Several St. Clair Shores residents used the Dec. 16 audience-participation period to press the City Council and staff for action after a long-running feral cat colony in a residential block intensified nuisance and animal-welfare problems.
Maria Martinez, who identified herself as a resident at 21001 East 11 Mile Road, described the neighborhood situation and urged the council to expand the city's Trap-Neuter-Return (TNR) program through the city's animal-welfare committee and partnerships with local rescue groups. Martinez said rescue groups are overwhelmed, described long scheduling backlogs for spay/neuter services and asked for a coordinated city-supported effort to trap, transport, sterilize and return community cats where appropriate.
“Some of the rescues are overwhelmed,” Martinez said, adding that there are “3 month backlogs” for spay/neuter services and that volunteers and funding are limited. She said citizen groups such as 4 Paws 1 Heart, All About Animals and regional partners have been involved but cannot handle large colonies without broader municipal coordination.
Residents who live near the colony described daily impacts. Molly Scanlon Donaldson, a newer resident who also works part time for the city, said the cat activity on her property is severe and that she has tried county and nonprofit channels without success. “Trap, neuter and release sounds like a beautiful, wonderful program, but I can speak as a neighbor, it does not work for me,” she said.
Gina Burris, whose family has lived on the block for decades, told the council she has to clean up animal waste daily and said a resident's colony has grown despite prior citations.
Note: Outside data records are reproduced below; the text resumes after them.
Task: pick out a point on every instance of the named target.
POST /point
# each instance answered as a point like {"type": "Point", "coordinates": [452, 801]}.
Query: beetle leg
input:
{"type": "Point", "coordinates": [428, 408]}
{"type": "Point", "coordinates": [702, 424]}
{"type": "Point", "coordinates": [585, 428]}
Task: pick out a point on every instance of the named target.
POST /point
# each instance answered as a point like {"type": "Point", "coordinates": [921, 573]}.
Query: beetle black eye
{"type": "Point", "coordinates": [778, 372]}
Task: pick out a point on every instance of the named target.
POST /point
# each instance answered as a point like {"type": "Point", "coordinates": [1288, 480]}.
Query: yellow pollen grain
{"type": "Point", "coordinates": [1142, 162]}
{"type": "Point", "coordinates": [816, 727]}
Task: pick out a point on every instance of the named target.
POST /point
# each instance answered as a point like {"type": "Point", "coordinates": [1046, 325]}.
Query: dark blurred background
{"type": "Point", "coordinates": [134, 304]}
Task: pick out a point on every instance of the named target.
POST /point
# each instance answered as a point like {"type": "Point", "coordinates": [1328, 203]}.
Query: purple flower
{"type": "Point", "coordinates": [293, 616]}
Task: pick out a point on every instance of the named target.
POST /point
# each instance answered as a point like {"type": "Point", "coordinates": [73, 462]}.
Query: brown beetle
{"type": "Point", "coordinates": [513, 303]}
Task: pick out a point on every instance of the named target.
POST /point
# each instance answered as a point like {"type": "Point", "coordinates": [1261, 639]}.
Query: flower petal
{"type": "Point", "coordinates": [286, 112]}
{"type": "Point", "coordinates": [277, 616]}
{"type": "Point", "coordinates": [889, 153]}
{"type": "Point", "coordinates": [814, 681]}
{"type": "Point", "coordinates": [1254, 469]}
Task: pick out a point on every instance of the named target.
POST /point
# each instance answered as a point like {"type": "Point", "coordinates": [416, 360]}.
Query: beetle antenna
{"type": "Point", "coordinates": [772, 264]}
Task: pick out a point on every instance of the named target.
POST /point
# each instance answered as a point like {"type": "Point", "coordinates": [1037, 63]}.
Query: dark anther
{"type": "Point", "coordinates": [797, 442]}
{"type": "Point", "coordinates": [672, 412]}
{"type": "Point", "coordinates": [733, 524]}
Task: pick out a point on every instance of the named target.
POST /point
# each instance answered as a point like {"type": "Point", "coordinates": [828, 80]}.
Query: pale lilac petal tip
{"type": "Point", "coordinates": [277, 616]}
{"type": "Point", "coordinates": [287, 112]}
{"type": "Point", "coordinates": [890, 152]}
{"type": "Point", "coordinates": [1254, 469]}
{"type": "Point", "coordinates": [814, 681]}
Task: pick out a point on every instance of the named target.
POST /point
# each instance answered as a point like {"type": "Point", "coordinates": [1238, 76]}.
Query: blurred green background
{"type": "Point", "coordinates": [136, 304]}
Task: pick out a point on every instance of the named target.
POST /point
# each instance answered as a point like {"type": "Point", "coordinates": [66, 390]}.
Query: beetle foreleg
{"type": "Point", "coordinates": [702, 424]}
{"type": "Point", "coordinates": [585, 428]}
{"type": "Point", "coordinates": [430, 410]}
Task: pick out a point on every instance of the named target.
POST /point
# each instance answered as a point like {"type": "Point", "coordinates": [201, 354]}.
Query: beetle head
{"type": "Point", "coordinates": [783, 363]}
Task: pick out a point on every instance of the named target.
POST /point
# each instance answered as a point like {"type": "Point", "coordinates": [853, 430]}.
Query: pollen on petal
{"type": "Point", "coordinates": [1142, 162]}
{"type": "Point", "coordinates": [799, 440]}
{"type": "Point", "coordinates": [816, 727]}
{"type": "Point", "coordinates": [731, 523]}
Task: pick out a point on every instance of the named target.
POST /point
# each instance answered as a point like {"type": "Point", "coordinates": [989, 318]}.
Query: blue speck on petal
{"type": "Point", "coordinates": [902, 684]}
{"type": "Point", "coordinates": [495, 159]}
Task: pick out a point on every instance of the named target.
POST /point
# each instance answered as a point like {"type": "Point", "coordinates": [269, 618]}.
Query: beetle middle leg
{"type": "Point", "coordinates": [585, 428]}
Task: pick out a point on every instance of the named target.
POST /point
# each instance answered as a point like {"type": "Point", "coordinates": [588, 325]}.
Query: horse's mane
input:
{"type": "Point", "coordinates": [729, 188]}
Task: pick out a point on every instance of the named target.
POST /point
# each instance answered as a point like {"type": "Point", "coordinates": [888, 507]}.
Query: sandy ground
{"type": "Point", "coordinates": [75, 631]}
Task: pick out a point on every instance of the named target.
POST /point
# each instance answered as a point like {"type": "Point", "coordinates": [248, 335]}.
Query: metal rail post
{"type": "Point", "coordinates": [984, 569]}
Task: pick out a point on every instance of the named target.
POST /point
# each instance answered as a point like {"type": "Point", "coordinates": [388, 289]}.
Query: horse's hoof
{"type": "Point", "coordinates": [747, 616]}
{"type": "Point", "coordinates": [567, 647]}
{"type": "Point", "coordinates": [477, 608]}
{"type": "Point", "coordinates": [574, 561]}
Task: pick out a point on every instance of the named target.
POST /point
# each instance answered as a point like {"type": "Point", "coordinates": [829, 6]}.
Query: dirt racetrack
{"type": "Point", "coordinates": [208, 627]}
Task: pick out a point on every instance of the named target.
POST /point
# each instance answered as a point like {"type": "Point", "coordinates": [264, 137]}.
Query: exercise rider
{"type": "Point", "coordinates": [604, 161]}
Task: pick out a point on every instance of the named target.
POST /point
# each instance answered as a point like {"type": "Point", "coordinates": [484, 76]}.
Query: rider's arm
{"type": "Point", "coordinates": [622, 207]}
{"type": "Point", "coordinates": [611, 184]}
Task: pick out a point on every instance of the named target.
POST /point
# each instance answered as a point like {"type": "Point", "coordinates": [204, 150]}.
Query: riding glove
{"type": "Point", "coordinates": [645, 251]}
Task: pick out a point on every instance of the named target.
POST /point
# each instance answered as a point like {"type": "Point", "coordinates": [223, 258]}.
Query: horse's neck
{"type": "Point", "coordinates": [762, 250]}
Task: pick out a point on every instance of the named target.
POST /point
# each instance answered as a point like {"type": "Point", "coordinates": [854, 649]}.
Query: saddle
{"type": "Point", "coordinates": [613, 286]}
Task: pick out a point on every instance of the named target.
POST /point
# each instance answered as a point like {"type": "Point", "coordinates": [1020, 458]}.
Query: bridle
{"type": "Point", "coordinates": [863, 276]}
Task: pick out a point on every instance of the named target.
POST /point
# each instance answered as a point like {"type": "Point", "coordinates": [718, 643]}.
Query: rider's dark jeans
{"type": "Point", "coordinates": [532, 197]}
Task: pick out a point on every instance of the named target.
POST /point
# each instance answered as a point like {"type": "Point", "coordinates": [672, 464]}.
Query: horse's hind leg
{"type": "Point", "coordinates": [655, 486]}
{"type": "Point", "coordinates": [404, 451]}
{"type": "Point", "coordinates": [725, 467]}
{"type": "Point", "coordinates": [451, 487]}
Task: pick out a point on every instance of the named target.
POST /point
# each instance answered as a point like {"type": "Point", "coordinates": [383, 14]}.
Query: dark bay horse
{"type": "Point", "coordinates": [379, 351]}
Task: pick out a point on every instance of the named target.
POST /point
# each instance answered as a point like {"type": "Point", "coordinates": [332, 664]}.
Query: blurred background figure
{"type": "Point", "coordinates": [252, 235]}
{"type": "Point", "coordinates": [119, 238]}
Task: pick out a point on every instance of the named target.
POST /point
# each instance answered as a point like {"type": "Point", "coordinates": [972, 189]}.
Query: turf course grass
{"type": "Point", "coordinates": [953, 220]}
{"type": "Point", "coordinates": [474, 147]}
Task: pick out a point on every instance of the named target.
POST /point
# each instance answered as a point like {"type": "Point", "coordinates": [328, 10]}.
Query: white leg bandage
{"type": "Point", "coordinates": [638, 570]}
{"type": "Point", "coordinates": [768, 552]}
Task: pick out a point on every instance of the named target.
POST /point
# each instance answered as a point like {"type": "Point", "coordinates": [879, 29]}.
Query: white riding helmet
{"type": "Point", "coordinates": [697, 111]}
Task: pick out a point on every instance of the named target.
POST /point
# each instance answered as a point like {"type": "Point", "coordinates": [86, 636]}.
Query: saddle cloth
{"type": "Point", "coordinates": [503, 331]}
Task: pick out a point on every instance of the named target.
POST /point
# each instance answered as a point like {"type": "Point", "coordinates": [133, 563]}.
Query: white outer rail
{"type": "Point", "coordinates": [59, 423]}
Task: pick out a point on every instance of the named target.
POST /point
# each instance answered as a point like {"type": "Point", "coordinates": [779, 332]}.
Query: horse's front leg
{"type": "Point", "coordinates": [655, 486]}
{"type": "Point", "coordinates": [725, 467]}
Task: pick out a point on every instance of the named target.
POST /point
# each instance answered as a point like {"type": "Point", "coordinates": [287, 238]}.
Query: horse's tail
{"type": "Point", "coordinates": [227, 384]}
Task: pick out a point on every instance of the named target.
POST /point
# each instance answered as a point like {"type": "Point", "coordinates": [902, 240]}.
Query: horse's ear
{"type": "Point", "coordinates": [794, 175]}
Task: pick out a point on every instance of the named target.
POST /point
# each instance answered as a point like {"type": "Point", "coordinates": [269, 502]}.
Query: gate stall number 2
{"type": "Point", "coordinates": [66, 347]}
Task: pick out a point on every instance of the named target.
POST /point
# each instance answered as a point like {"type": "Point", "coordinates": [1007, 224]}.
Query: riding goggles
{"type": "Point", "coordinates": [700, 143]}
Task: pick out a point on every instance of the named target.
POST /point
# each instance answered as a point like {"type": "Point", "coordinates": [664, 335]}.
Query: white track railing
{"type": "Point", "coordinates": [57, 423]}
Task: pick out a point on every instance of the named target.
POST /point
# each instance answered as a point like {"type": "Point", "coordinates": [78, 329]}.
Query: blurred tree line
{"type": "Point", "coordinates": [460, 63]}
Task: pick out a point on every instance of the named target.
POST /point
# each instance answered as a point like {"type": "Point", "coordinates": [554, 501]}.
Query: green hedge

She said animal-control partners told her they have issued citations but that county animal-control services will not continue to respond and have turned enforcement responsibilities to the city.
City staff responded that the city's animal-related ordinance provides for confiscation of unrestrained animals unless the property is part of a recognized trap-neuter-release program. A staff member said code enforcement did not initially know the home in question was participating in a TNR program and that staff will review how properties in TNR programs are identified and how code enforcement should handle complaints about them.
Council members and residents repeatedly expressed concern that a lack of clear process had led to unwarranted enforcement action and that property owners and neighbors had received mixed messages. Council member Rubello said he wants the process “streamlined or redefined” so that neighbors and staff know how to proceed when a property is part of a TNR program. Maria Martinez proposed that the animal-welfare committee coordinate regular, city-supported TNR days with multiple partner organizations to reduce colony size humanely rather than relying on one-off volunteer actions.
Residents reported incidents of poisoned animals in the neighborhood and said carcasses have appeared in yards; one resident said that person(s) unknown appear to be poisoning animals rather than following legal options. Staff said the city would follow up with code enforcement and coordinate with rescue partners to avoid further escalation.
No formal council vote or ordinance change occurred during the meeting. Council members asked staff to investigate the procedural gaps, to clarify how properties are recognized as part of TNR programs, and to report back with options to scale humane TNR efforts and address immediate public-health concerns.